Que tipo de dificuldades foram essas? De dinheiro, logicamente...
Sim, financeiras. Lucas e Leo (Leandro) iam de bicicleta para a escola. Ele estudava de manhã, ia treinar à tarde e só voltava tarde da noite. Quando começou a treinar no Boca (inferiores), eu dava a ele 30 pesos por mês, o que seria 500 pesos hoje (R$ 125). Nada! Ele teve que trabalhar como tajetero (jovem que checa convites para casas de show). Teve a ajuda de Martin Palermo para chegar ao Boca. Ele lhe dava uma ajuda de custo. Martin e seu irmão, Gabriel e Marcelo Panella (preparador físico do Cambaceres) são os padrinhos de Lucas no futebol. Lucas, em forma de doação, usava materiais usados por Martin, camisas e chuteiras. Eles viram o sacrifício do meu filho e da família. Eu jamais lhes pedi nada e segui com o meu trabalho, como é ainda hoje. O irmão de Lucas também trabalha como carteiro e na casa de festas infantis montadas por Lucas e amigos.

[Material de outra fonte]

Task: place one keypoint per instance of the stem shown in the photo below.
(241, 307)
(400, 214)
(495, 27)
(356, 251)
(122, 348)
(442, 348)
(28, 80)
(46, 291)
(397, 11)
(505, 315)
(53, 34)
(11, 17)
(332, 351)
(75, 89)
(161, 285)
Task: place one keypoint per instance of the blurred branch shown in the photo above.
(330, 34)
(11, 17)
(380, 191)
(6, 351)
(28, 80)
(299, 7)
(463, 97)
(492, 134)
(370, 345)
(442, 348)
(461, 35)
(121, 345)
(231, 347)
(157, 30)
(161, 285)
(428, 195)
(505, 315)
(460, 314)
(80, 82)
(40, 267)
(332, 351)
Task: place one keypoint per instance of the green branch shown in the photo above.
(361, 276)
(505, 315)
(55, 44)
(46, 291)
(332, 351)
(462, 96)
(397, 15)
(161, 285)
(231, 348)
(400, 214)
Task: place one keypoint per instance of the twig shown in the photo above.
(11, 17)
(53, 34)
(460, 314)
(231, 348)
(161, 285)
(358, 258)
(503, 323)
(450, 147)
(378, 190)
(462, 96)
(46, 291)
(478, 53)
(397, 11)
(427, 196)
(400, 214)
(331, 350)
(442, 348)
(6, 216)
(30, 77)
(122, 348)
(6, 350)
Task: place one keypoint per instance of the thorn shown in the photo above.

Você está em La Plata, certo? Como irá ver a final do Campeonato Mineiro neste domingo?
Sim, estou em La Plata. Assisto todos os jogos de Lucas pela internet. A família se reúne para ver junta ele em ação.

Todos uniformizados com a camisa 9 do Atlético?
Eu não! Tenho a superstição de nunca usar camisas dos times. Sempre que as ponho, o time perde. Depois que o jogo acaba, aí sim eu visto a camisa do Atlético. Então vem tudo: camisa, travesseiros do Atlético e o boneco do Galo.

Por tudo que me disse, não seria estranho que Pratto tivesse escolhido o seu sobrenome para usar...
Bem, ele quis fazer isso há um tempo. Mas eu não deixei. Porque não é importante para mim isso. Ele é 'Pratto' e assim está muito bem. Seu pai fez o que podia para ele.

E como é para uma mãe ter o filho tão querido por uma torcida como a do Atlético?
Olha, me emociona muitíssimo o carinho dessa torcida com ele. Para um jogador estrangeiro, não é algo fácil (de conseguir). Eu choro muito cada vez que vou ao estádio no Brasil e vejo a torcida gritando o nome dele. Igual também é quando vejo pela TV.